Conocido por todos como «Raúl el Pintor», su vida se apagó en una cama del Hospital Regional Dr. Antonio Musa, en San Pedro de Macorís, luego de que un accidente cardiovascular decidiera poner punto final a su obra terrenal.

​Raúl no era un artista de galerías alfombradas ni de luces de neón; él era el maestro de la «brocha gorda».

Su lienzo era la ciudad misma, pues durante décadas, su pulso firme delineó los sueños de empresarios y las promesas de políticos, quienes buscaban en su técnica esa perfección manual que hoy parece extinta.

​Sin embargo, el destino fue irónico con él: ganó fama, pero la fortuna le fue esquiva.

Cada gota de sudor y pintura se transformaba, casi de inmediato, en el sustento de su hogar.

Raúl pintaba para que otros brillaran, mientras él consumía sus días entre el olor a aguarrás y el polvo de los caminos.

​»Su labor comenzó a mermar cuando la frialdad de la tecnología y el ploteo digital sustituyeron el calor de la mano humana.»

​La Pensión que se Perdió en el Camino

​Hay ausencias que duelen más que la muerte misma.

Raúl Galay pasó sus últimos años tocando puertas que nunca se abrieron de par en par.

La diabetes, esa enemiga silenciosa, empezó a roerle los pasos, y el anhelo de una pensión digna se convirtió en una quimera.

A pesar de sus reclamos ante los funcionarios de turno, la ayuda estatal nunca llegó a tiempo para costear los fármacos que habrían suavizado su ocaso.

​El Tren de la Resistencia

​Cualquiera que caminara por el sector Ondina podía verlo: en la etapa final de su vida, Chávez no se dejó vencer por la melancolía.

Inventó su propio remedio contra la depresión y el olvido.

Adquirió una bicicleta singular, una suerte de «tren» metálico con capacidad para cuatro pasajeros.

​Allí, pedaleando bajo el sol o el sereno, Raúl movía su sangre y sus recuerdos.

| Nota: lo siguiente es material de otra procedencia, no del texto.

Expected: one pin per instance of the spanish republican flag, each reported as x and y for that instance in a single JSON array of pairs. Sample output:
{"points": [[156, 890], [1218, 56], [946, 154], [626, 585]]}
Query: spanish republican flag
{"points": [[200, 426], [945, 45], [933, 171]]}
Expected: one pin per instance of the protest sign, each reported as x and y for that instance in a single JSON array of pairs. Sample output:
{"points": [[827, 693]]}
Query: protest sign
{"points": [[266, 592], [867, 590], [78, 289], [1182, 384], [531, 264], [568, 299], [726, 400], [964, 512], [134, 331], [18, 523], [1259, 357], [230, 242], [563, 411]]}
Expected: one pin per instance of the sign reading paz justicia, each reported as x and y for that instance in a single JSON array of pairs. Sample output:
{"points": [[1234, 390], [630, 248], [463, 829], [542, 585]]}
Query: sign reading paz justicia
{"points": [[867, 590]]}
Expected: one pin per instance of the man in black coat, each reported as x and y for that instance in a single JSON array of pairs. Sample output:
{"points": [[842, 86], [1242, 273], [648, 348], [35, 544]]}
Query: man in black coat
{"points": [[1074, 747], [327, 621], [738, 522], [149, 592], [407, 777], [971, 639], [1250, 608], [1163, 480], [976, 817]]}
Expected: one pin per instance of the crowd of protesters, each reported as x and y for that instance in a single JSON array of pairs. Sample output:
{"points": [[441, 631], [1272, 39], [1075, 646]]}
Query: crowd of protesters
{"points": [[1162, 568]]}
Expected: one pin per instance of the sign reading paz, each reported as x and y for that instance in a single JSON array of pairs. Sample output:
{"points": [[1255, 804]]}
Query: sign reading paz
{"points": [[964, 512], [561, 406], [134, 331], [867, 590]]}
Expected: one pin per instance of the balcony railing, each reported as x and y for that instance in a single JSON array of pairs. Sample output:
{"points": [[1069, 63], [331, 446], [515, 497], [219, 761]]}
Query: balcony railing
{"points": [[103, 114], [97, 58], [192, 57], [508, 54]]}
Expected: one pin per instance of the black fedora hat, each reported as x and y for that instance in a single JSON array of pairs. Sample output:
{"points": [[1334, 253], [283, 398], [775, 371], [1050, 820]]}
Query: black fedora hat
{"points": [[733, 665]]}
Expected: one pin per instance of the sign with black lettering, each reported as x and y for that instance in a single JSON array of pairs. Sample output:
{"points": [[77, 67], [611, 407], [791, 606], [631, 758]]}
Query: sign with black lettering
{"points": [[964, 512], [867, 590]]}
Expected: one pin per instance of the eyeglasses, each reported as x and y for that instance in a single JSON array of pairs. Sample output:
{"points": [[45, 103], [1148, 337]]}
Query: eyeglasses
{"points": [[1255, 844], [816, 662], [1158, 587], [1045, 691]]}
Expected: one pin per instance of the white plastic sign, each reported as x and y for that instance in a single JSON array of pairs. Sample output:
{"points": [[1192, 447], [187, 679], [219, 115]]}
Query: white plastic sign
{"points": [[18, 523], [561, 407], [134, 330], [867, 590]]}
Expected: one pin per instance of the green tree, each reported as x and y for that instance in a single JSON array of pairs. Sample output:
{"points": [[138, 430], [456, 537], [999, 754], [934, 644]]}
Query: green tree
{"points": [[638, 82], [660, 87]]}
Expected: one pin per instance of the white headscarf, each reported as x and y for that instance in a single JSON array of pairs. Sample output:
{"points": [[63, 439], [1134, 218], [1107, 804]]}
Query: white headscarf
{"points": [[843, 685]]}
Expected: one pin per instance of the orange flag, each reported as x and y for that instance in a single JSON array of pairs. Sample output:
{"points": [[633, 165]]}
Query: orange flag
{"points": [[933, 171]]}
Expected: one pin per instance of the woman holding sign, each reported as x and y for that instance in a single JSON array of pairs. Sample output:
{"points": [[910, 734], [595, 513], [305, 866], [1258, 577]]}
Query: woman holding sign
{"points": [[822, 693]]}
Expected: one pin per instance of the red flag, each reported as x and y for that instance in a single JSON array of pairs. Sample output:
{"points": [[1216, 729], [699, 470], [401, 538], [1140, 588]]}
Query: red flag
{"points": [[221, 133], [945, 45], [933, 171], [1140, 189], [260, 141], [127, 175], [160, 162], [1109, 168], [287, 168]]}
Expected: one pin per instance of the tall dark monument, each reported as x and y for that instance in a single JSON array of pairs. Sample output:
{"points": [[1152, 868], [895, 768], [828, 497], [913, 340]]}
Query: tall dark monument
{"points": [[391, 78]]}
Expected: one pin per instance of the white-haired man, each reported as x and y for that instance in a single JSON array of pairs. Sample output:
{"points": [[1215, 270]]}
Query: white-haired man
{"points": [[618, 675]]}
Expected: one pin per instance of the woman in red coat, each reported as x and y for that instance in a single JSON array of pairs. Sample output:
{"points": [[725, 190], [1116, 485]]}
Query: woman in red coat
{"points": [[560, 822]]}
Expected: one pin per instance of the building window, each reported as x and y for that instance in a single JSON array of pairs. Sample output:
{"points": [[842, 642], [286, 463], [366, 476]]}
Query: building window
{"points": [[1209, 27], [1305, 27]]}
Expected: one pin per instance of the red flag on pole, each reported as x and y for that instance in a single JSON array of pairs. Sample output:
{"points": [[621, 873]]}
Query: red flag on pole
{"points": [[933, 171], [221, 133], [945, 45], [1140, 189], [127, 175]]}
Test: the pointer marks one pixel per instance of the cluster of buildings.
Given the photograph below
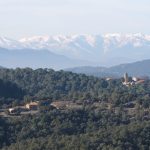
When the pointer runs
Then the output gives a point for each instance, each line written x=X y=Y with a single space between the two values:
x=28 y=107
x=132 y=81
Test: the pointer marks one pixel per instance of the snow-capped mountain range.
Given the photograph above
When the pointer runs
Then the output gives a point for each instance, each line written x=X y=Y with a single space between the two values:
x=107 y=49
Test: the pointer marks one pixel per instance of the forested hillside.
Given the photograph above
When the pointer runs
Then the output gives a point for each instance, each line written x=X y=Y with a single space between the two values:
x=112 y=116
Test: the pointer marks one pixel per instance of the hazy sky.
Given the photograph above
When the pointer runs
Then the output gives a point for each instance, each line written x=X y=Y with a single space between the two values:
x=19 y=18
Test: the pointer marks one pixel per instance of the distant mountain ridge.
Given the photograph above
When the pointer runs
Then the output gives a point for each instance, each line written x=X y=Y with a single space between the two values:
x=140 y=68
x=105 y=50
x=36 y=59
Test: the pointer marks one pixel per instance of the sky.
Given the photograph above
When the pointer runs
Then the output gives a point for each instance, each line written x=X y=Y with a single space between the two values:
x=22 y=18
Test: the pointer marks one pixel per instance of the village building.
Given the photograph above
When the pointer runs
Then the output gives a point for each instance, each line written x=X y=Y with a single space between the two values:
x=32 y=105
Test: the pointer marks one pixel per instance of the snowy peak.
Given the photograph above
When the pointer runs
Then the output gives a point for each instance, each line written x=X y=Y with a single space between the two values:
x=99 y=48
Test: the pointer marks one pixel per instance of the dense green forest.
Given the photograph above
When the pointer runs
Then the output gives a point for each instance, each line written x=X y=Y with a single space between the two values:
x=124 y=125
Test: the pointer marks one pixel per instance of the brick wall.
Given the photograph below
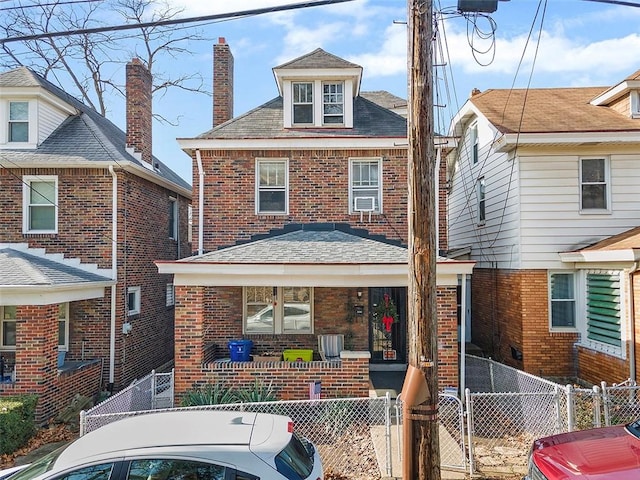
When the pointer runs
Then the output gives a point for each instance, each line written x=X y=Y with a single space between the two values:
x=139 y=109
x=222 y=82
x=208 y=317
x=143 y=226
x=318 y=193
x=518 y=316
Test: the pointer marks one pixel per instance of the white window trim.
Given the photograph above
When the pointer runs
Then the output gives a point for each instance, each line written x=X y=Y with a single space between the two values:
x=318 y=117
x=380 y=208
x=335 y=82
x=4 y=119
x=173 y=229
x=607 y=182
x=26 y=187
x=65 y=347
x=553 y=328
x=170 y=295
x=5 y=348
x=481 y=182
x=278 y=316
x=135 y=309
x=619 y=352
x=286 y=186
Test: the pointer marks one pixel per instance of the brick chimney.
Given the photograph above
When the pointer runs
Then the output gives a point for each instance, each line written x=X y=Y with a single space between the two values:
x=222 y=82
x=139 y=110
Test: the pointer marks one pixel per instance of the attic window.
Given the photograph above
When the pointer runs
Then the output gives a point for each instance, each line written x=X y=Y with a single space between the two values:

Era su forma de «botar el golpe», de mantenerse en movimiento cuando el trabajo faltaba y el cuerpo pesaba.

Ese tren no llevaba pasajeros, pero transportaba la dignidad de un hombre que se negaba a estancarse.

​Un Adiós en color firme

​Hato Mayor despide hoy a un vecino ilustre de espíritu inquebrantable.

Se va el hombre, pero se queda su rastro en las fachadas, en las líneas trazadas a pulso y en el recuerdo de un «tren» que recorría las calles desafiando a la tristeza.

​Adiós, caro y valiente amigo. Que en el descanso eterno, los colores sean siempre vivos y la luz nunca falte.